Three ravens land in the parking area in front of the house. At first they saunter around as if they owned the place. The sun makes their black feathers sparkle and gleam. They point their curved beaks in all directions, but don’t have much to say for themselves. I have the impression they are putting on an act. Pretending to be serious fellows. Dragging their wedge-shaped tails behind them like peacocks. If I were really sitting here with Anni, I would joke about it. We would try to work out where these important gentlemen came from. Anni would say straight away that they were three Laestadian preachers who’d come to convert us. I’d guess that they were the boss of Social Services, a headmaster and a district judge. “I’m done for now,” I’d say.
Anni pours herself a refill. She wraps her hands around the mug.
I would also like to wrap my hands around a mug of steaming-hot coffee. I want to be sitting here on the steps with Anni for real. I want Simon to drive up to the door. Oh, his smile when he sees me! As if someone had given him a marvellous present. I’m so full of desire that it’s painful. My hands are unable to touch anything.
When a car does in fact drive up, I almost believe it is him.
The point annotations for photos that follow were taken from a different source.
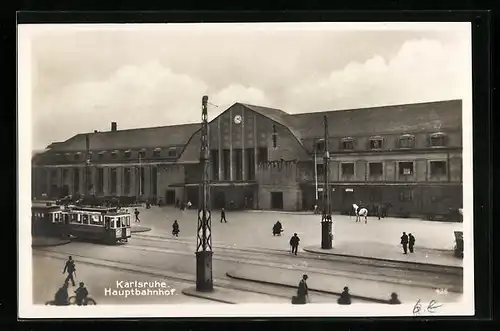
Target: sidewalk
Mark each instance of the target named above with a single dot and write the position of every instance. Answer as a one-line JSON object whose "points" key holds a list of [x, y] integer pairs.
{"points": [[48, 241], [233, 296], [361, 290], [391, 253], [137, 228]]}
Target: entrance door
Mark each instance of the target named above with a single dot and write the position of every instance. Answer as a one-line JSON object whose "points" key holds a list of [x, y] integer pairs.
{"points": [[170, 197], [220, 200], [348, 199], [276, 200]]}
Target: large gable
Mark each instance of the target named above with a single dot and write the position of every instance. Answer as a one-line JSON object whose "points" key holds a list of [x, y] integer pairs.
{"points": [[430, 116], [133, 138]]}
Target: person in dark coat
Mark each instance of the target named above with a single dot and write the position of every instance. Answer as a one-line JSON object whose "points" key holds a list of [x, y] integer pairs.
{"points": [[294, 243], [223, 215], [70, 268], [175, 228], [404, 242], [411, 242], [303, 291], [394, 299], [345, 297]]}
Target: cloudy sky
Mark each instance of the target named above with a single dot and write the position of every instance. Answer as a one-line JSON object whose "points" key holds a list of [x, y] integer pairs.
{"points": [[82, 79]]}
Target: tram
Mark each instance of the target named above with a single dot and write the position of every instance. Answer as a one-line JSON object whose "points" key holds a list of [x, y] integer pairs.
{"points": [[45, 216], [103, 224]]}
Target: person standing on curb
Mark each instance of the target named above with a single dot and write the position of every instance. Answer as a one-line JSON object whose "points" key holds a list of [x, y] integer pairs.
{"points": [[294, 243], [404, 242], [411, 242]]}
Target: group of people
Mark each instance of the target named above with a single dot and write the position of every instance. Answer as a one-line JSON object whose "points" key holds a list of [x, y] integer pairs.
{"points": [[61, 297], [302, 296], [408, 242]]}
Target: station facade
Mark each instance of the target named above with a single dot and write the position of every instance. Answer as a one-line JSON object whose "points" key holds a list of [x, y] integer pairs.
{"points": [[263, 158]]}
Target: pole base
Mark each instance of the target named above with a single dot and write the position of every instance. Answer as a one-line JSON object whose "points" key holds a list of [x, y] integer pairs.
{"points": [[204, 280], [326, 235]]}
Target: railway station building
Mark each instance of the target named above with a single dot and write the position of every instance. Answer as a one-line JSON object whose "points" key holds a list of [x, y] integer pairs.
{"points": [[264, 158]]}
But it’s Hjalmar. The ravens fly up into the trees.
Hjalmar switches off the engine and clambers awkwardly out of the car.
Now he’s standing in front of Anni, but can’t work out for the life of him how he’s going to come out with what he wants to say. At first it doesn’t matter. Anni does the talking.
“I’m sitting here speaking to the dead,” she says. “I must be going daft. But what else can I do? Soon there won’t be any living people left whom I know.”
She falls silent. Recalls an old aunt who always used to sit around complaining about how lonely she was. Remembers thinking what a pain it was to have to visit her. Now I sound exactly the same, she thinks. It’s enough to drive me up the wall.
“Are you going to the cottage?” she says, mainly to change the subject.
He nods.
“Anni,” he manages to say.
Only then does she become aware of the strange expression on his face.
“What’s the matter?” she says. “Is it Isak?”